In recent years, the Space Team at TU Wien has drawn attention to itself several times with successful rocket launches and satellite projects. Now, the students’ association at TU Wien is joining forces with a student team from the University of Würzburg to make the idea of space probes autonomously returning to Earth a reality. The project is called ‘Project Daedalus’, and is now intended to be implemented in March as part of the international REXUS programme for promoting student space initiatives.
75 kilometres high
‘REXUS/BEXUS’ is a collaboration between the German Aerospace Centre, the Swedish National Space Board and the ESA. As part of ‘REXUS’, two rockets are launched each year in Sweden that carry instruments and experiments developed by students to an altitude of approximately 80 kilometres. The TU Wien Space Team is now also joining the imminent rocket launch in March for the first time.

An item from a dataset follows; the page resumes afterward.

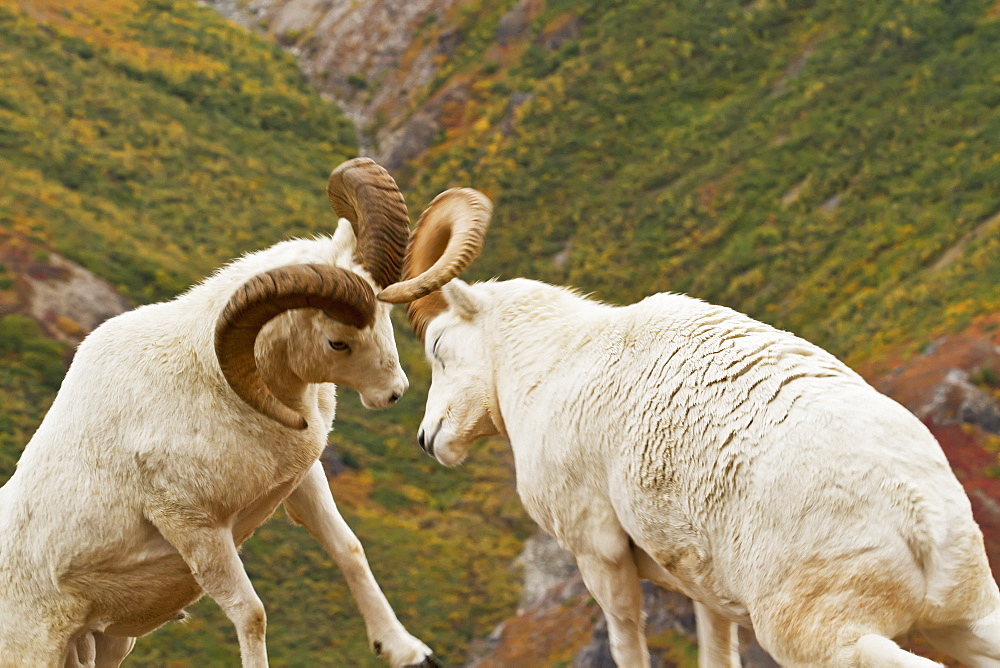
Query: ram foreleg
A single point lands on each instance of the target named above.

“The aim was to develop a device with which meteorological data can be collected conveniently and easily,” says Sebastian Seisl from the TU Wien Space Team. The altitude of approximately 75 kilometres reached by the REXUS rockets is particularly interesting. For weather balloons, which can climb to a maximum of 30 to 40 kilometres, this is too high, and satellites can only poorly capture data in this area of the atmosphere.

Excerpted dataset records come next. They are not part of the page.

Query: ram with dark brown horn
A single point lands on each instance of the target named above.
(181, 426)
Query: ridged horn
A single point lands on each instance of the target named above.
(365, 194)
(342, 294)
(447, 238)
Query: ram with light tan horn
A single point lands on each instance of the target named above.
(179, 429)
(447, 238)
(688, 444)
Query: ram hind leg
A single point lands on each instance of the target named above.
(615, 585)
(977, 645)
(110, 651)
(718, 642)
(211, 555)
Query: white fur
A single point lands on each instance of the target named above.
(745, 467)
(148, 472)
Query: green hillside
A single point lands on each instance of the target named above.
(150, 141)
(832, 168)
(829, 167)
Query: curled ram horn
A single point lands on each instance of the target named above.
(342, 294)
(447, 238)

The basic idea for the innovative measurement device is reminiscent of maple seeds, which fall to the ground very slowly and gently due to their long wings. The tubular probes from Project Daedalus are also provided with wings. A specially developed ejection mechanism is intended to launch three of these probes from the rocket at an altitude of 80 km, at which point their wings fold out and ensure that the devices return to Earth as slowly and as unscathed as possible. GPS modules are then intended to report the landing location, so that the devices can be retrieved as easily as possible.
Some important data are measured during their descent, for example acceleration, temperature and air pressure. “Our main focus this time, however, is on demonstrating that the method actually works. The additional measurement sensors with which the devices are provided actually do not play such a big part, in technical terms,” says Christoph Fröhlich, President of the Space Team.

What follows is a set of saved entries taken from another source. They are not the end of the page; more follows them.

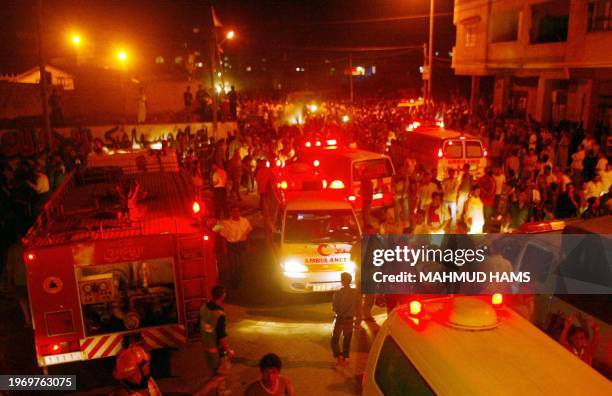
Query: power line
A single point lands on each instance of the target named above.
(377, 20)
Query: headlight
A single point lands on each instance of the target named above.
(294, 266)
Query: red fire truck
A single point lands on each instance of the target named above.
(117, 250)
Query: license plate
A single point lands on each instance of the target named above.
(326, 287)
(63, 358)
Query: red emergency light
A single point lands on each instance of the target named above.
(497, 299)
(336, 184)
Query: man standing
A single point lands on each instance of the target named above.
(217, 351)
(272, 382)
(142, 107)
(465, 186)
(188, 99)
(235, 173)
(201, 97)
(236, 231)
(487, 195)
(233, 99)
(219, 179)
(450, 186)
(474, 216)
(344, 306)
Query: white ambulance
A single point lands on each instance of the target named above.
(470, 346)
(313, 235)
(438, 150)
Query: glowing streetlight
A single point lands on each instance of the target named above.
(122, 55)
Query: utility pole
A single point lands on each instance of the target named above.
(431, 23)
(43, 77)
(213, 57)
(351, 92)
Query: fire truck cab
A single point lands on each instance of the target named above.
(467, 345)
(117, 250)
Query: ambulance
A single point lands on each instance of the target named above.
(118, 250)
(314, 237)
(345, 168)
(467, 345)
(437, 150)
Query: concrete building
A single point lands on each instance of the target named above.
(548, 59)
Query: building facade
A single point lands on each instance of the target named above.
(548, 59)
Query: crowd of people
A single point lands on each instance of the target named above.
(535, 172)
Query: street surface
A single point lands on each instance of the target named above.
(261, 319)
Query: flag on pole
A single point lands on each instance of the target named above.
(216, 21)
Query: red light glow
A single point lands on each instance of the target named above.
(336, 184)
(415, 307)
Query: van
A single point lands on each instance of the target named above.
(437, 150)
(471, 345)
(313, 237)
(345, 168)
(549, 309)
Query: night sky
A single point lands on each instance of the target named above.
(265, 28)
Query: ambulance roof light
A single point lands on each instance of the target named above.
(415, 307)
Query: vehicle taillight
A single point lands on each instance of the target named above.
(415, 307)
(336, 184)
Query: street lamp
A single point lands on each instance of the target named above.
(122, 56)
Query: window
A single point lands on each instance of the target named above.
(319, 226)
(470, 35)
(600, 15)
(473, 149)
(395, 374)
(453, 149)
(549, 22)
(504, 26)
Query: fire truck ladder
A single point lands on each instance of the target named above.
(193, 266)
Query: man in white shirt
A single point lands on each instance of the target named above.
(236, 231)
(219, 181)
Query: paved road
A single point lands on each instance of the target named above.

In addition to support from private sponsors and the Institute of Automation and Control (ACIN), the Austrian participants in this project are also generously sponsored by the Austrian Research Promotion Agency (FFG). “As an institute at TU Wien, we are particularly pleased to support the students in the Space Team with their plans and their work on these promising projects,” says Prof. Georg Schitter from ACIN.
Years of flight experience in the TU Wien Space Team
The Space Team at TU Wien was responsible for the ejection mechanism and the development of the on-board computer. In the process, the team was able to draw on its own experience. For example, it developed the on-board electronics for the nano-satellite Pegasus, which was brought into Earth’s orbit in 2017. In addition, the Space Team has already developed several experimental rockets, which successfully made advances at international competitions at altitudes of up to 6 km.
In the meantime, the TU Wien Space Team has gathered over 70 members from very different fields of study at TU Wien. “For us, it is of primary importance that you can get enthusiastic about aerospace,” says Christoph Fröhlich. “We have lots to do: From programming to quality checks, from electronics to aerodynamics – in rocket technology you face many different challenges that can only be overcome with an interdisciplinary approach.”
At the start of March, a delegation from the team will leave for Kiruna (Sweden). The earliest launch window for the REXUS rocket is on 12 March – shortly after that, we will know whether the ambitious Daedalus project has been a success at the first attempt.